Thanks, I'll give it a go.

Also as part of the inserts I get some ID values using another select for example

PHP:

      chanProgvaluesTuple = (channelID,self.GetProgId(row["PROGTITLE"]),self.GetEpId(row["SUBTITLE"],row["EPISODE"]),
                    row["REPEAT"],row["NEWSERIES"],row["PREMIERE"],row["CHOICE"],
                    row["SUBTITLES"],row["DEAFSIGNED"],self.FormatDate(row["DATE"]),
                    row["STARTTIME"],row["ENDTIME"],row["DURATION"])

The GetProgId and GetEpId are two select queries, is this a good way of getting the id's to link between tables?

PaulStat · 27 Oct 2010 at 06:44

perhaps there's something I'm not understanding, but when I'm inserting into the channelprogramme table for example I have 3 foreign keys CHANNELID, PROGRAMMEID + EPISODEID

Now I know the CHANNELID already so that's fine, but by the time I come around to inserting to the CHANNELPROGRAMME table the relevant programme and episode already exist in PROGRAMME and EPISODE tables, so to make sure I'm referencing the correct ones I use a select to get their ID's.

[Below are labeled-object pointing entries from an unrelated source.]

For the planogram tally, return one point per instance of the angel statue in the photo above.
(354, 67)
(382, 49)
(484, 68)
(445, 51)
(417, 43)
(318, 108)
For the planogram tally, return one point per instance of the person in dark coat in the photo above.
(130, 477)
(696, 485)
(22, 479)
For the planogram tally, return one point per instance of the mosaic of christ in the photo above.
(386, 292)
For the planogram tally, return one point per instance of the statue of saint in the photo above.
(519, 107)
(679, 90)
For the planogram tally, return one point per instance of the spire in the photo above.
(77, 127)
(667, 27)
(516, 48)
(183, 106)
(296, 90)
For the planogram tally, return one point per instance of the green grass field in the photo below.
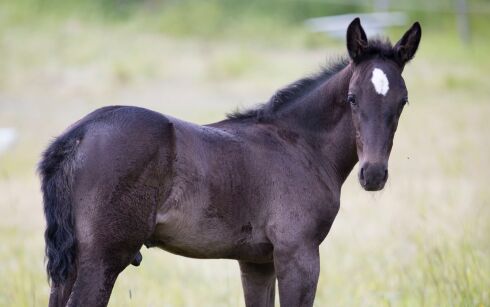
(423, 241)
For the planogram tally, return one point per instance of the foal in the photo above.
(261, 187)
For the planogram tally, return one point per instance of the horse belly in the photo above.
(207, 239)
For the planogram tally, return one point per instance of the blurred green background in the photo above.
(423, 241)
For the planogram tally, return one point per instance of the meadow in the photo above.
(422, 241)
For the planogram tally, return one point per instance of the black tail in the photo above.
(57, 171)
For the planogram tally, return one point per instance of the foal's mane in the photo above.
(377, 48)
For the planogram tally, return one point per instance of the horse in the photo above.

As far as checking for duplication go's. Say the database is empty, fine I don't have to check for any duplicates, it populates the programme, episode and channelprogramme tables without any problems. The next day I want to update the database with the next lot of programmes. The channelprogramme table is emptied as this represents every programme that is on every channel over a two week period so it can contain repeats etc. , the programme and episode tables however should have unique entries. So for example the programme table could have a progId of one which represents CSI: NY. That can only occur once. The episode table could have an epId of 1, a progId of 1 and an episode title of "1/24 series 1", that can only occur once.

So when I'm scanning through each entry I need to know whether or not an instance for that programme and that episode already exist, if not insert. That's why I'm doing inserts in that scenario. Is this not the way it should be done? If not what should I be doing?

PaulStat · 27 Oct 2010 at 08:42

^ Ok I think I understand what you're saying. The TEMP_IMPORT table contains all the data in a table that isn't normalised.

And then I

"3. Process/Validate the TEMP_IMPORT table using set based processing or embedded procedures."

I'm not sure I understand how to get data from one table and populate the normalised tables correctly though?